Le royaume saoudien engagé dans
une énième conquête du Yémen et dans sa permanence de la hantise d’une résurgence
de l’Iran s’est agacé de l’orientation politique américaine envers Téhéran. L’Arabie
Saoudite a connu plusieurs attentats perpétrés contres des mosquées chiites dans
sa partie est où se situe nombre de gisements pétrolifères. Le soutient sans désemparer
des opposants à Assad est indissociable de son influence au Liban via la
famille Hariri. L’Arabie Saoudite tient sa puissance de l’or noir : au
début en accord avec Washington Ryad a fait orienter le cours du pétrole à la
baisse afin de nuire à la Russie, depuis elle agit seule…mais plutôt contre les
producteurs américains. Pourquoi dans ces conditions le royaume entamerait-il une
seconde séduction de Vladimir Poutine ? La promesse d’un voyage officiel à
Ryad de Poutine et puis du roi Salmane à
Moscou peut se voir certes comme une sorte de coup de théâtre mais d’abord et
avant tout comme la reconnaissance du rôle de la Russie en Orient et dans la
question énergétique (et aussi nucléaire) qui embrasse toute l’Eurasie.

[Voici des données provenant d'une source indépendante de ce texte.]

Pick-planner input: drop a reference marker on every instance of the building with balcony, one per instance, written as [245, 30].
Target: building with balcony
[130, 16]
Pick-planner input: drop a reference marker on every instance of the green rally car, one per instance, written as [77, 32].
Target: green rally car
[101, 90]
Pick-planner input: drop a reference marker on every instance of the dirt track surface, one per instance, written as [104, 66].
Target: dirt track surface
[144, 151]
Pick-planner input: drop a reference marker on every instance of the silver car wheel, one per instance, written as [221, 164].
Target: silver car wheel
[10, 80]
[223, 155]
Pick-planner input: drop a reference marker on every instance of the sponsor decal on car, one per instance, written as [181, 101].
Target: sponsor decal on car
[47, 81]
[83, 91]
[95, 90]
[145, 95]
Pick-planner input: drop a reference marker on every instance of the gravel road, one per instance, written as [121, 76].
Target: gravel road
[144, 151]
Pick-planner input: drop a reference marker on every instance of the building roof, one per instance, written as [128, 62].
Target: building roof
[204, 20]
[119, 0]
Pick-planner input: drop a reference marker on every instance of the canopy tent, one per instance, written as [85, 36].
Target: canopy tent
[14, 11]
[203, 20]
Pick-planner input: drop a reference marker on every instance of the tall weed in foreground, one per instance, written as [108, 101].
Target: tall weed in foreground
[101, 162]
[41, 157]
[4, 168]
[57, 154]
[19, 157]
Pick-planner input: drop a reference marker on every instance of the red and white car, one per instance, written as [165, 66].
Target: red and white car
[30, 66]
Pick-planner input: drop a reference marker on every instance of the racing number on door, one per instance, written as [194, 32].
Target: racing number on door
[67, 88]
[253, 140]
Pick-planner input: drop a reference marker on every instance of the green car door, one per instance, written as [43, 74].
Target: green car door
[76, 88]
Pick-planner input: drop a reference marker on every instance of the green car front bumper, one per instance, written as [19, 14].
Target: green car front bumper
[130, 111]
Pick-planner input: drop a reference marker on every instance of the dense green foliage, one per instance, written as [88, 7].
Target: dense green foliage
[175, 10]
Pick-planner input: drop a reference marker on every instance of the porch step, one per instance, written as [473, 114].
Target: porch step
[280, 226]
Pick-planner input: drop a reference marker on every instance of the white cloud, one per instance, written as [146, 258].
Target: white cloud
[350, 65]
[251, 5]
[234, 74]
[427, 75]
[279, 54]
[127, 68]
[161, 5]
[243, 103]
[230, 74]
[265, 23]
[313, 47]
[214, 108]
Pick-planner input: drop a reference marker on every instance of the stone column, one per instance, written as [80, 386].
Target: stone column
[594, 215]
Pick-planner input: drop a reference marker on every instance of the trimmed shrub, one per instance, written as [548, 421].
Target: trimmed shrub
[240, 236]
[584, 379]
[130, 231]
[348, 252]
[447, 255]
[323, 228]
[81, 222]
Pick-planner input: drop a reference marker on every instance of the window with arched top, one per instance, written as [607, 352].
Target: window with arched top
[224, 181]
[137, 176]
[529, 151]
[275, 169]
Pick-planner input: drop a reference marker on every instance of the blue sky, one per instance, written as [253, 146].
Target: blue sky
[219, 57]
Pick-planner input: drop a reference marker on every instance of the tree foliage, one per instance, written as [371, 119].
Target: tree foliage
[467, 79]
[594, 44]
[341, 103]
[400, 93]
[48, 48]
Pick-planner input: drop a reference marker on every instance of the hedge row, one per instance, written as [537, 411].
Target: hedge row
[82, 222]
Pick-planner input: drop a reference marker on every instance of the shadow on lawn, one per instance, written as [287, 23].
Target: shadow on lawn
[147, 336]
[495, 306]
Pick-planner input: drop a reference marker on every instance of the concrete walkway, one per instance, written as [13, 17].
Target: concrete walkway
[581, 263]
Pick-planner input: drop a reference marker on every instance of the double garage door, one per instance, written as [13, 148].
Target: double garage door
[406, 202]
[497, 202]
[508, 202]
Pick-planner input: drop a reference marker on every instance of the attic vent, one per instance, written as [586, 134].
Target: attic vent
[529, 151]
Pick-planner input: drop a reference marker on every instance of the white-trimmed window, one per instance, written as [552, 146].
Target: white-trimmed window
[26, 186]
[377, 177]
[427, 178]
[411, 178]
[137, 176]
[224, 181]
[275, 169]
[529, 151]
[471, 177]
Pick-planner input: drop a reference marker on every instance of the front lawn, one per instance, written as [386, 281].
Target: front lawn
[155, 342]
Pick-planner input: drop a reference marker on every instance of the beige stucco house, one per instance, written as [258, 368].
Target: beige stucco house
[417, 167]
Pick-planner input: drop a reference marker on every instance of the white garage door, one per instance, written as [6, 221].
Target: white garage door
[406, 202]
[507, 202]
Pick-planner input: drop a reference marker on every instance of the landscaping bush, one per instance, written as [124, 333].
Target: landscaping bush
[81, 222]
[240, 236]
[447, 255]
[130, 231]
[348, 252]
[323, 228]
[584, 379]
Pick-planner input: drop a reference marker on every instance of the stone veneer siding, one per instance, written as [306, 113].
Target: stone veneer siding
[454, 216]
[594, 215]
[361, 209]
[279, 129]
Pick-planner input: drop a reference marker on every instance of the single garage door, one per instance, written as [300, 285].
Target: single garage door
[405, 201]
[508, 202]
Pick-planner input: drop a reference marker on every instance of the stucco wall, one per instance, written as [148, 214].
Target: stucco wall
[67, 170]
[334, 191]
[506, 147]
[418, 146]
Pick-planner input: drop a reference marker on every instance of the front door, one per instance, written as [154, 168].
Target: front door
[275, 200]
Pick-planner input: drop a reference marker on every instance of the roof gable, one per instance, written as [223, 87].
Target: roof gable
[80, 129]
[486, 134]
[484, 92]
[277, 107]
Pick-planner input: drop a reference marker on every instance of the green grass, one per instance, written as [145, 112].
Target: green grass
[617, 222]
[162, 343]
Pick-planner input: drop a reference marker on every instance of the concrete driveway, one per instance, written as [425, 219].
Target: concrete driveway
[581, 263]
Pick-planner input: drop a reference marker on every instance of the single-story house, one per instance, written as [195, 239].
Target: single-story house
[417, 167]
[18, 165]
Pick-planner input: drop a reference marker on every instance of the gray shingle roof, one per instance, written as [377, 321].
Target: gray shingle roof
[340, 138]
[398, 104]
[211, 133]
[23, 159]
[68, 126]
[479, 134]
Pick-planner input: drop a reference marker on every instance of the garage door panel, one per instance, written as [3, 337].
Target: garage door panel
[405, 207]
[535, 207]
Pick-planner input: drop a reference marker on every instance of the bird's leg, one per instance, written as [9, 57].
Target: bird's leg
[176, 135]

Vladimir Poutine vient de conclure un accord gazier avec la Grèce et promet de
soutenir sa candidature à la banque des BRICS le 7 juillet prochain. C’est peu
dire que la Russie joue sur un plateau d’échec très étendu et qu’il le peut via
la Chine et l’Inde. La Russie a également resserré ses liens avec l’Egypte du
Président Sissi, par conséquent sur le canal de Suez. L’espace géopolitique de
l’Arabie Saoudite est donc bien moins étendu que celui de la Russie et son
possible enlisement au Yémen est pensé comme une peur et ce d’autant plus que
selon les écrits de Zbigniew Brzeziński, l’Arabie des Séoud disparaîtrait…

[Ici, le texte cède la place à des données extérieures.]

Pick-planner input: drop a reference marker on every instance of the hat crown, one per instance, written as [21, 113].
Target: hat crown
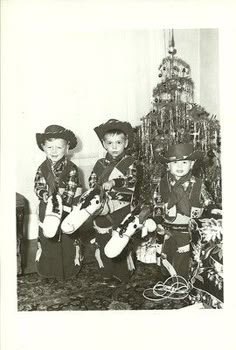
[54, 129]
[179, 151]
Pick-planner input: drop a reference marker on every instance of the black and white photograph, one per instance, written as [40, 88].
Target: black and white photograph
[123, 210]
[117, 201]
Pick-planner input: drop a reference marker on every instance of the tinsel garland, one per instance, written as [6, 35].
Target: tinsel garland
[175, 118]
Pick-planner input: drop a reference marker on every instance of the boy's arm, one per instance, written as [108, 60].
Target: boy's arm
[93, 179]
[210, 207]
[72, 187]
[40, 186]
[94, 176]
[130, 179]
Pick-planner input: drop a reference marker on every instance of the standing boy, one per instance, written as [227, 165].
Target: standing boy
[56, 185]
[184, 197]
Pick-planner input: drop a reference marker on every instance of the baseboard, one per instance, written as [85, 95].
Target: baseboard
[30, 247]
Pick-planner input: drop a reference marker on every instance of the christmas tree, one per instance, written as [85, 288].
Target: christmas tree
[175, 118]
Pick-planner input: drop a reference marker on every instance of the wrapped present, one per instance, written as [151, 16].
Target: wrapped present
[206, 261]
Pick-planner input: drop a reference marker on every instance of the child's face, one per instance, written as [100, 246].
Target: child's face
[115, 144]
[180, 167]
[55, 149]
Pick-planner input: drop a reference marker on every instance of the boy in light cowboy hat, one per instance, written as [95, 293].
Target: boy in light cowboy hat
[56, 185]
[184, 197]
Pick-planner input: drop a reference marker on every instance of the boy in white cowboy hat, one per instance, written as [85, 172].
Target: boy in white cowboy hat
[116, 174]
[184, 197]
[56, 185]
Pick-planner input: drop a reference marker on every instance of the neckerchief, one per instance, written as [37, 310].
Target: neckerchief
[54, 171]
[110, 160]
[179, 196]
[110, 163]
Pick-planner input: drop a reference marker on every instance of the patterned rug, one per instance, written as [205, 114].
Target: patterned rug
[87, 291]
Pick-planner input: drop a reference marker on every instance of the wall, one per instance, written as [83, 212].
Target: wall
[209, 72]
[81, 78]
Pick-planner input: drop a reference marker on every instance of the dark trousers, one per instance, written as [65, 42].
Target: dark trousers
[179, 260]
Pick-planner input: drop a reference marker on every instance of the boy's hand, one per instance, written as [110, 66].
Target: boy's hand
[107, 186]
[45, 197]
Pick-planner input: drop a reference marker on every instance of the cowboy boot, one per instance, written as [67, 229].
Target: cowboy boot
[89, 203]
[131, 224]
[53, 215]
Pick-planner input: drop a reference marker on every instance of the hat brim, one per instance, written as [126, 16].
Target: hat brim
[125, 127]
[67, 135]
[196, 155]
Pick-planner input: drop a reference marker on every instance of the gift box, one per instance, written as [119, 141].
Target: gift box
[206, 275]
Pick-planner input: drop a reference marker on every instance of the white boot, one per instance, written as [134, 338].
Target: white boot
[121, 236]
[53, 215]
[86, 208]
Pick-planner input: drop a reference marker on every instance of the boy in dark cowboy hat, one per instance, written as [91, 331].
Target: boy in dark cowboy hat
[56, 185]
[116, 173]
[184, 197]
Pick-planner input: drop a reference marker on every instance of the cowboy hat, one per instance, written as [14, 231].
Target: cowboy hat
[57, 132]
[181, 151]
[114, 124]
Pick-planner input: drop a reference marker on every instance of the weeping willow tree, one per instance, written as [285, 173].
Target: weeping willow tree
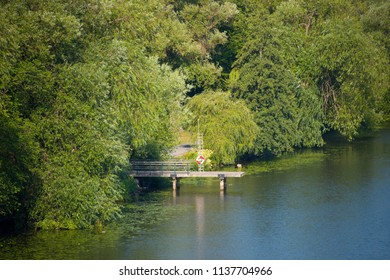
[227, 125]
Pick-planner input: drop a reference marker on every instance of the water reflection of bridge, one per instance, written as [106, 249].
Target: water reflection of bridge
[176, 170]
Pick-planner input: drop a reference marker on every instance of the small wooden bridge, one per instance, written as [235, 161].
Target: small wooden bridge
[176, 170]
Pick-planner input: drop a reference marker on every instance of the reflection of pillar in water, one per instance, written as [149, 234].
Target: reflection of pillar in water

Pour Vladimir Poutine, nouer des relations avec l’Arabie Saoudite lui
permettrait de devenir co-acteur des variations des cours du pétrole mais sans
doute veillera-t-il à se montrer prudent. L’ire des fils de Séoud tient pour
beaucoup à la nouvelle approche américaine de l’Iran, considérant que ce pays
est un maillon décisif de la stabilité de l’ensemble de la Mésopotamie et de la
route avec l’Afghanistan. Il suffirait que le successeur de Barack Obama
revienne à l’ancienne politique pour que l’Arabie rentre dans son lit.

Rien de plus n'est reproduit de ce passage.